10 preguntas para saber si el niño que fuiste se avergonzaría del adulto que eres

Imagínate, por un momento, que el niño o la niña que fuiste en el pasado te pudiera observar en este mismo instante. ¿Qué crees que pensaría de ti? ¿Le gustaría ver en lo que se ha convertido?

Sé que es difícil pero trata de visualizarlo.

Esa personita de 8 o 9 años que fuiste tiempo atrás está inspeccionando la casa en la que vives. ¿La ves? Está recorriendo tus habitaciones con una mezcla de curiosidad y excitación. Incluso, tras comprobar que nadie la ve, se decide a abrir uno de tus armarios y ojear tus cosas.

La ves, ¿verdad?

Pues seguimos. Ya no estáis en casa. Te ha acompañado a trabajar. Se ha sentado pacientemente a tu lado durante todo el santo día esperando a que termines para salir de nuevo a la calle con la esperanza de que al menos al terminar tu jornada laboral hagas alguna cosa chula.

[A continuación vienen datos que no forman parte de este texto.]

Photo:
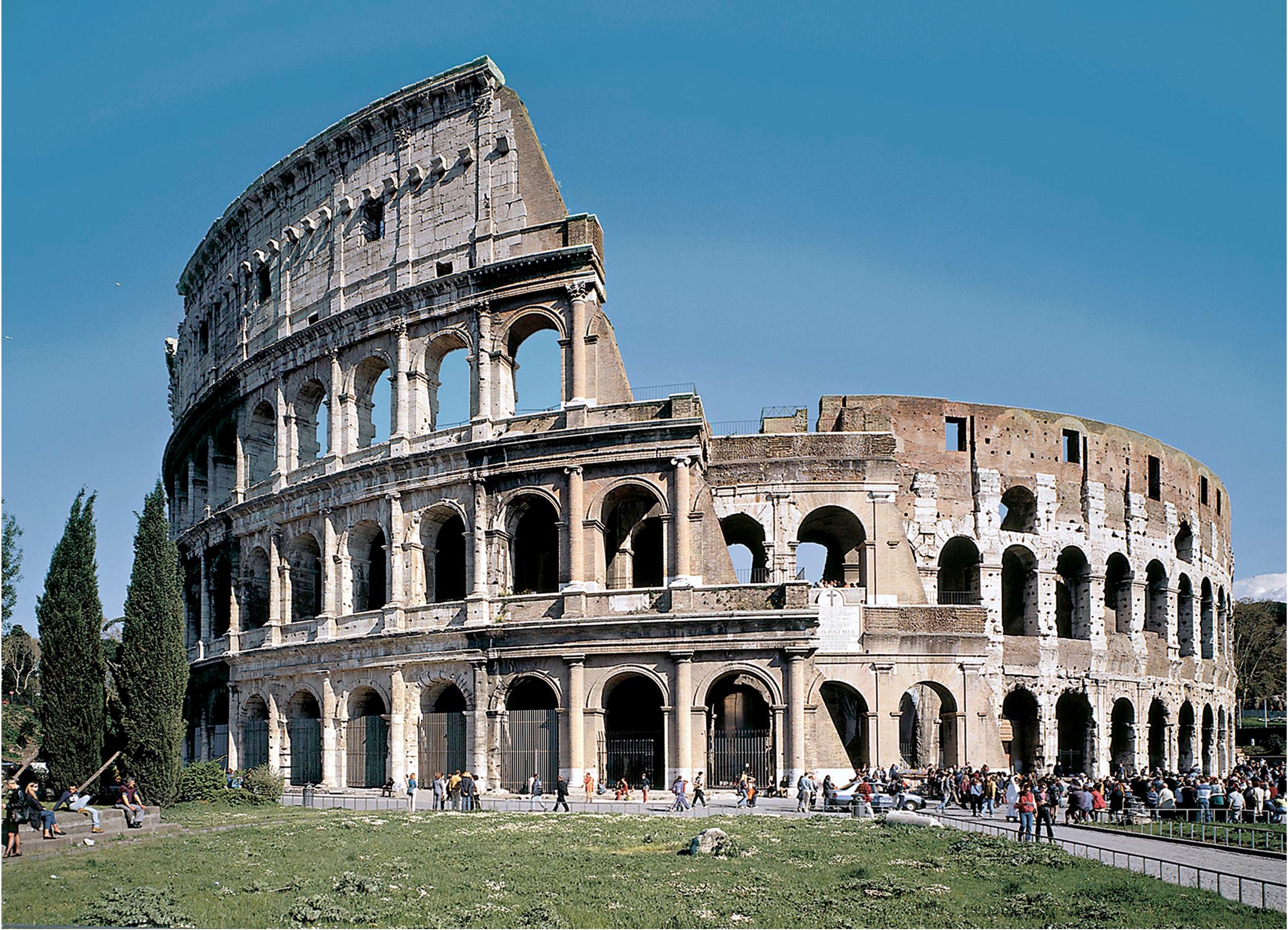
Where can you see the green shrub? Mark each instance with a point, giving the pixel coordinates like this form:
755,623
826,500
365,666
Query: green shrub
203,783
266,783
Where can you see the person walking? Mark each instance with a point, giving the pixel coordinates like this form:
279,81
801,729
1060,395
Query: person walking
76,802
535,791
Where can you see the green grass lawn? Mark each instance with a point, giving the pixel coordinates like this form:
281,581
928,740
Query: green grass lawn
294,868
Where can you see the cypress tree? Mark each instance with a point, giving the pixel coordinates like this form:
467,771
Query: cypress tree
154,671
73,695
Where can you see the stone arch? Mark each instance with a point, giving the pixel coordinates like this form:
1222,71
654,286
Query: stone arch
1019,592
1073,594
366,379
305,560
957,580
849,713
1186,615
843,535
531,520
1156,599
928,726
746,531
1119,578
255,592
260,445
308,414
634,541
1019,510
445,549
430,392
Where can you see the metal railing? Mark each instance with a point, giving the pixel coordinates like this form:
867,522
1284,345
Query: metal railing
660,392
1252,892
1237,835
734,427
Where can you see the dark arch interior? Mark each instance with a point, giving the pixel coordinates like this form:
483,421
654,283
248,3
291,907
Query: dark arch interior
531,695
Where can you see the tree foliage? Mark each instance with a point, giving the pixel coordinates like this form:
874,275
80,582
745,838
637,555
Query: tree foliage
153,674
1259,650
11,554
71,655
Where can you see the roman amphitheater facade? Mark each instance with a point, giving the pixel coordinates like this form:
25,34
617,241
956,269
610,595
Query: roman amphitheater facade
554,590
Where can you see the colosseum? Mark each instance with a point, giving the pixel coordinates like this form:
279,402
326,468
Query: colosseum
371,590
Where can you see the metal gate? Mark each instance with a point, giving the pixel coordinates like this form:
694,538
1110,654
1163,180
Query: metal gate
731,753
442,743
632,755
254,743
367,751
530,743
305,735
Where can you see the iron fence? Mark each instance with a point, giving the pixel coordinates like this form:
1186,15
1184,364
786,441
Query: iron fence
1254,892
632,755
733,753
305,736
530,743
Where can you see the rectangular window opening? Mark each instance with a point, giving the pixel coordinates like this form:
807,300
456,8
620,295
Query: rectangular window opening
1072,446
374,219
955,435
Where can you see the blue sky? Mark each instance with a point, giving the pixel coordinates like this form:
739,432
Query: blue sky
1074,209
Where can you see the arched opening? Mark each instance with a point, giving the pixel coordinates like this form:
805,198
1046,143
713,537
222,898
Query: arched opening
1207,738
1157,735
1119,590
1186,543
255,605
842,533
1186,738
745,539
260,443
1019,593
959,573
1074,733
1186,615
928,727
530,736
366,738
1122,736
311,423
633,539
740,737
305,563
442,536
373,392
535,360
1156,599
534,547
447,398
442,732
305,738
849,713
1207,620
1073,595
633,743
1019,510
1021,733
254,749
369,566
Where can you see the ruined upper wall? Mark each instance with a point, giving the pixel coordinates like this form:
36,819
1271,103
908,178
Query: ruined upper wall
432,181
1021,443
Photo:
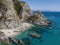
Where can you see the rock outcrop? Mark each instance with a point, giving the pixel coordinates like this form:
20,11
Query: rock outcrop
8,15
16,14
4,38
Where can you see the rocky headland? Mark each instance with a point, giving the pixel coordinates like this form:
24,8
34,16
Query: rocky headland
16,16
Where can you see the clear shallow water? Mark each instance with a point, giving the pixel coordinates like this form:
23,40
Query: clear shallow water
48,36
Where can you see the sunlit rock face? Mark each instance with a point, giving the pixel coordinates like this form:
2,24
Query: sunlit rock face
8,16
3,38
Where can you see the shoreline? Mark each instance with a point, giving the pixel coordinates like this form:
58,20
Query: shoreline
16,31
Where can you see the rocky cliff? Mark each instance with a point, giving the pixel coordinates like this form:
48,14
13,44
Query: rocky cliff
14,13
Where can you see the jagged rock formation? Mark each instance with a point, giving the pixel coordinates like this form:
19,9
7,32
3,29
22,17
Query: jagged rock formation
9,18
14,13
4,38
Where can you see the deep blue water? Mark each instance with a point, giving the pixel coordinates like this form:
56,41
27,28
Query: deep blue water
48,36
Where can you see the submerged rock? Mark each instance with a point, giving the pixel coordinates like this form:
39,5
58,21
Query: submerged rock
4,38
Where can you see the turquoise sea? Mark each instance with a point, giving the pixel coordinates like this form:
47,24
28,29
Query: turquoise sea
48,36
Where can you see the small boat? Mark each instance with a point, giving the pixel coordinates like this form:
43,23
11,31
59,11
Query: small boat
21,42
35,35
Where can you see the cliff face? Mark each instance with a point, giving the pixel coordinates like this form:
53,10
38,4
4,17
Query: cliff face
14,13
9,18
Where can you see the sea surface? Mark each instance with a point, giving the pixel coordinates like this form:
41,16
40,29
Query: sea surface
48,36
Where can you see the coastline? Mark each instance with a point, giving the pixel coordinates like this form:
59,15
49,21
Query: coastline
16,31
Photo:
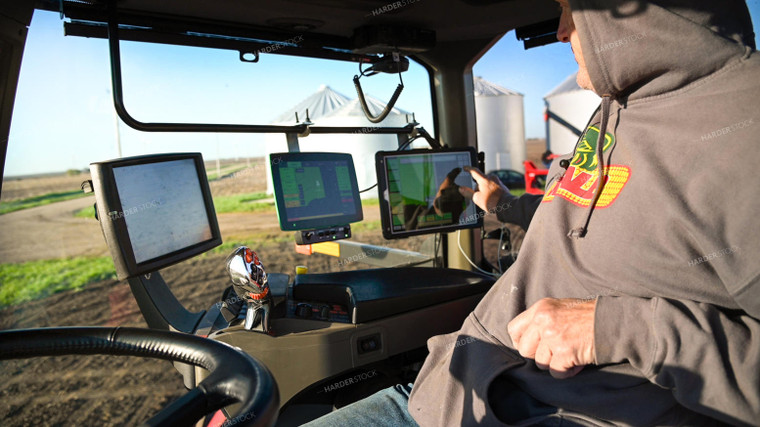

¿Dónde vais a ir ahora? ¿Todavía te queda trabajo por hacer? ¿De verdad que lo máximo que le puedes ofrecer es volver a casa y ver una serie mientras hablas por WhatsApp con tus amigos?

¡Sigue visualizándola!

Creo que se está aburriendo como una ostra. Ella (o sea tú) había imaginado que tu vida sería otra cosa, ¿verdad?

Sí, debes admitirlo, probablemente al niño o la niña que fuiste no le entusiasmaría el adulto que eres.

No me malinterpretes. Ni tengo idealizada la infancia ni tampoco el síndrome de Peter Pan. En muchos aspectos creo que ser niño es un coñazo y nunca me ha interesado el País de Nunca Jamás (ni tampoco vestir leotardos verdes). Es más, ¡desde niño siempre quise ser mayor!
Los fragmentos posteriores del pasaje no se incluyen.